Begitu sampai, Biom membuka pintu tampak sebuah kamar mewah dan luas. "Silahkan masuk, Nona!" berkata lembut.
Anaya mengangguk pelan lalu melangkah ke dalam.
"Nona tidak boleh keluar sebelum pagi datang," ucap Biom.
"Jika saya haus atau ingin buang kecil, bagaimana?"
"Di ujung sana kamar mandi dan di nakas ada segelas air putih," jelas Biom menunjuk ke sudut kamar.
Anaya mengikuti jemari Biom.
"Kalau begitu saya permisi, Nona!" Biom menutup pintu.
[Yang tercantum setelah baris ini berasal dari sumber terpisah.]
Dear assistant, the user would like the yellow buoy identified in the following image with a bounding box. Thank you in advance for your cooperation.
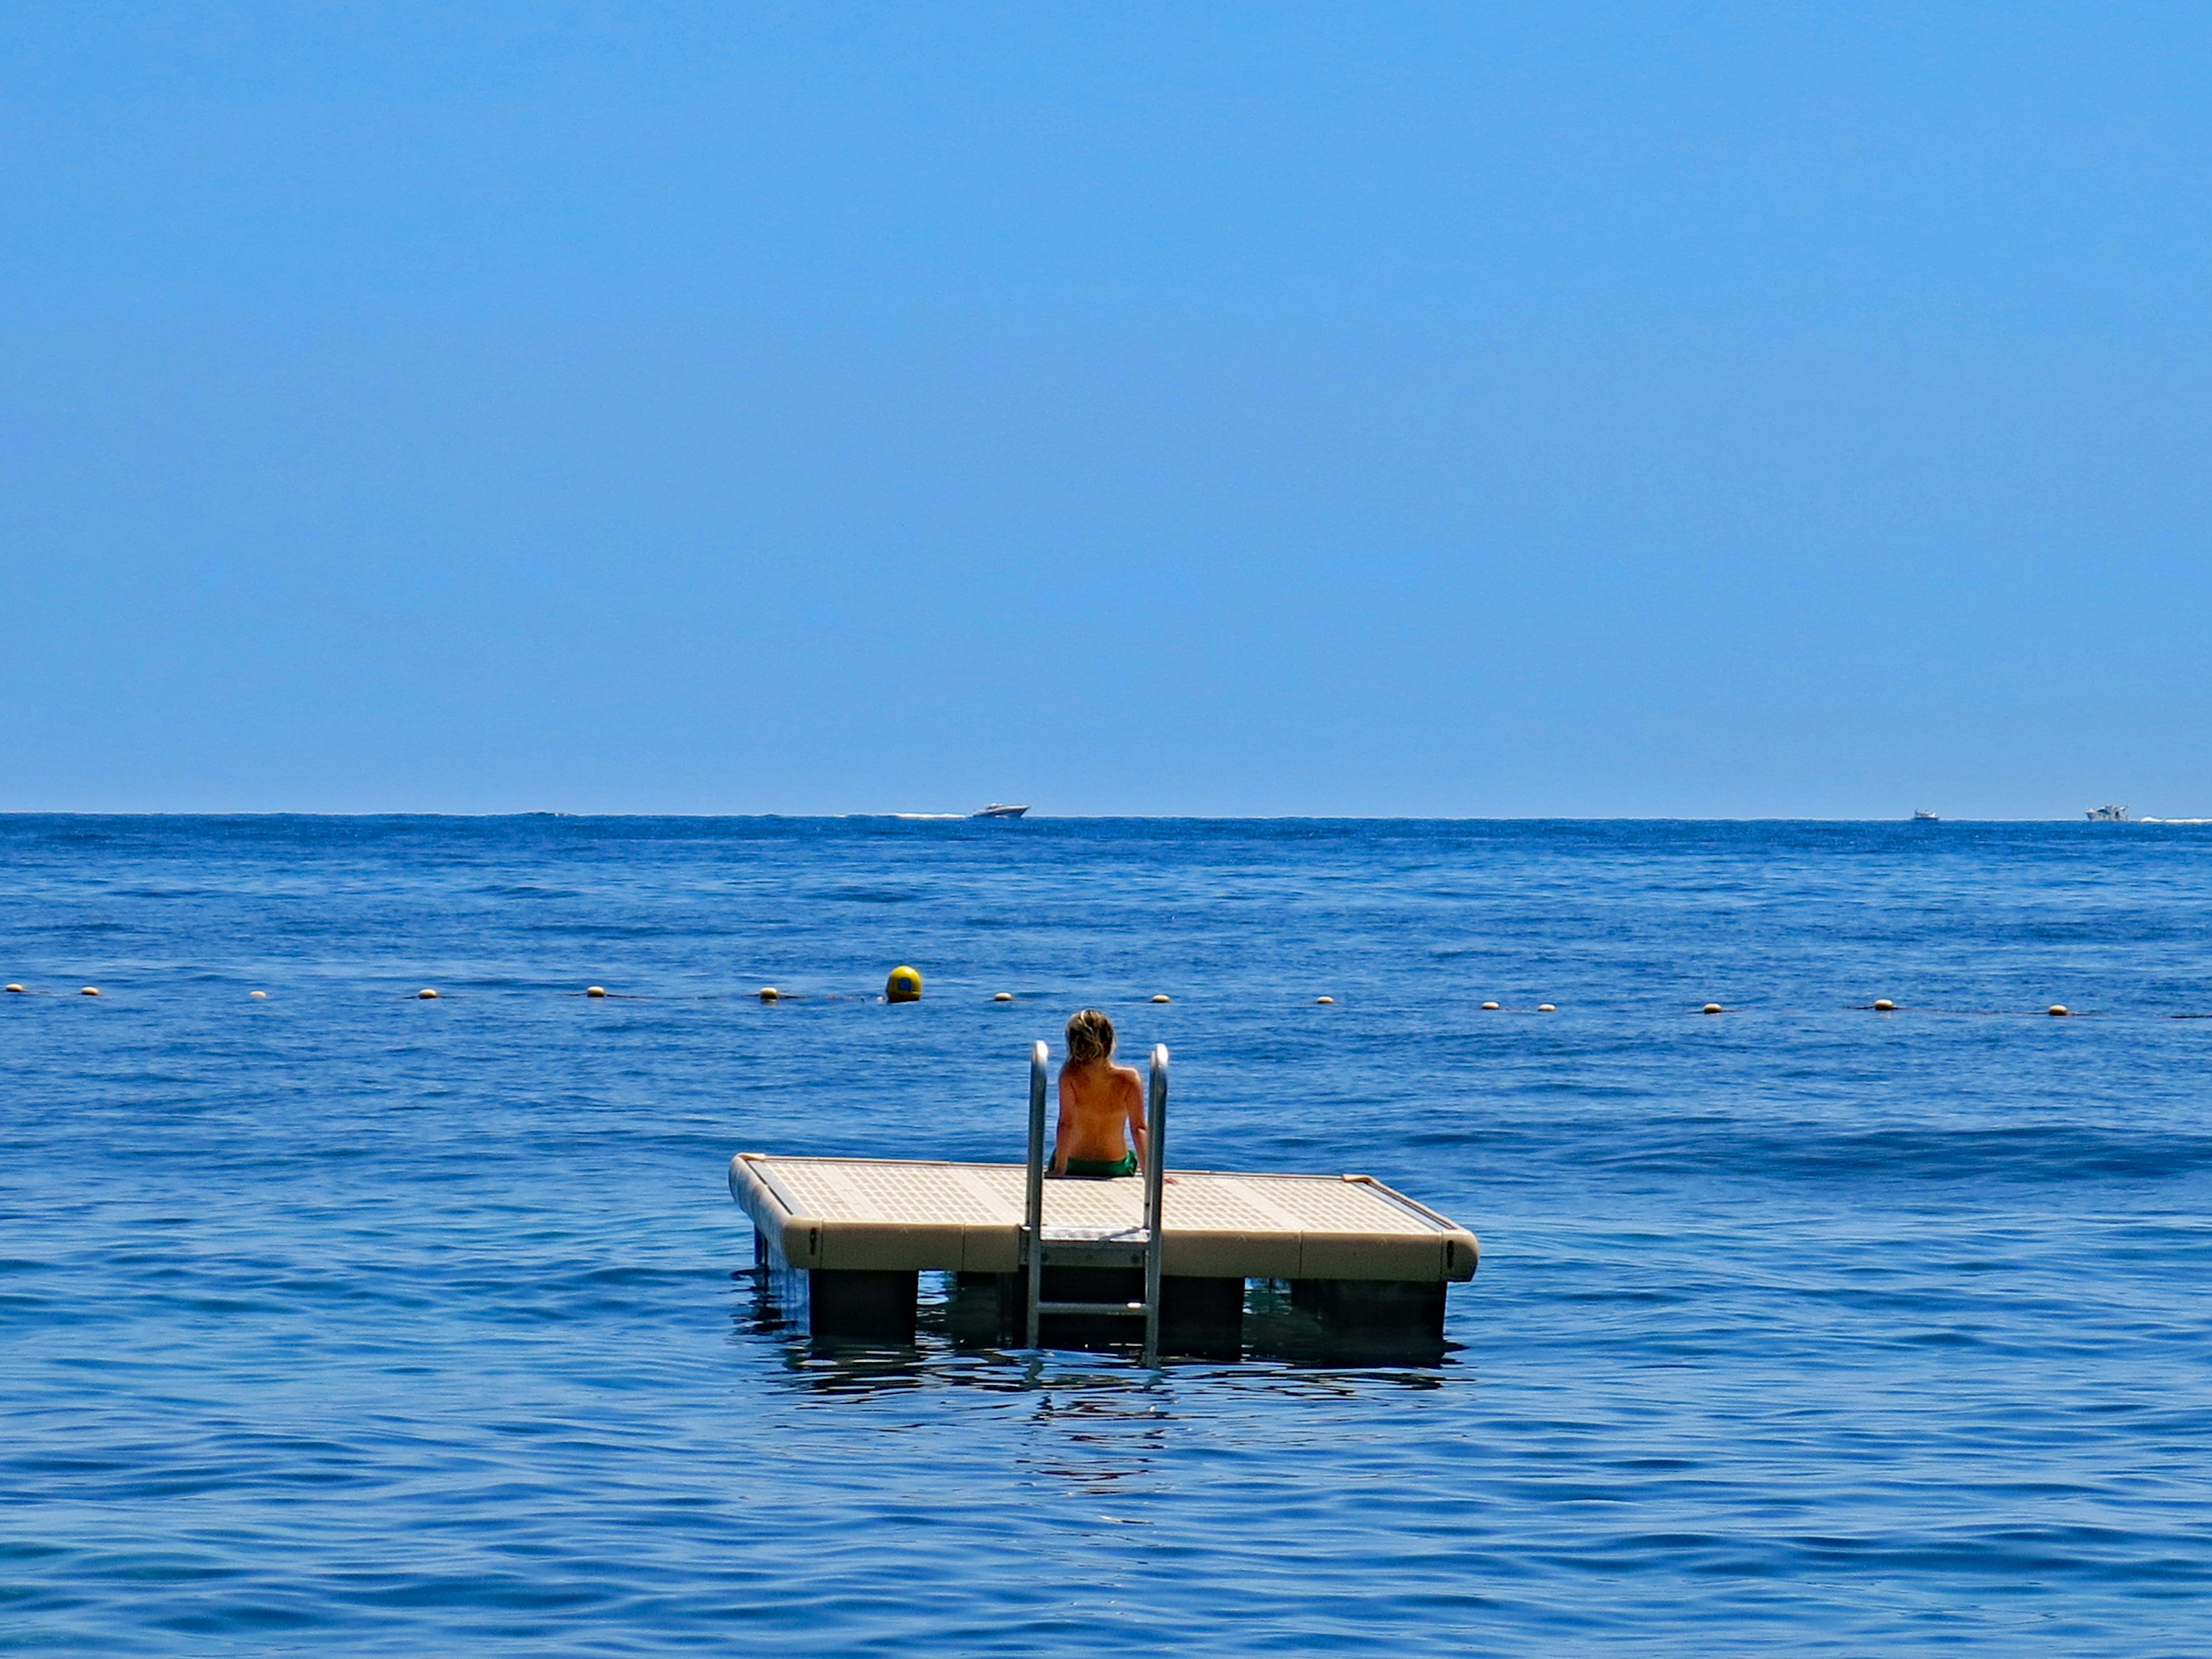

Setelah mengantarkan Anaya ke kamarnya, Biom melangkah ke kamar atasannya.
"Apa dia tidak membuat masalah?" tanya Harsya yang posisinya menghadap jendela menatap gelapnya malam.
"Tidak, Tuan."
"Bagus, silahkan keluar!" Harsya berkata dingin.
Biom pun pamit.
Harsya tersenyum menyeringai, "Aku akan membuatmu menderita Anaya setelah apa yang kamu lakukan dahulu kepadaku!"
Sementara di lain tempat, tepatnya di kediaman Widuri.
Wanita itu memasuki rumahnya dengan wajah sumringah dan hati senang.
"Dari mana kamu malam-malam begini?" tanya Alan, suaminya Widuri.
"Aku lagi mencari uang untuk kebutuhan kita sehari-hari dan biaya pengobatan kamu, Mas."
"Kerja apa kamu?"
"Menjual keponakan aku," jawab Widuri bangga.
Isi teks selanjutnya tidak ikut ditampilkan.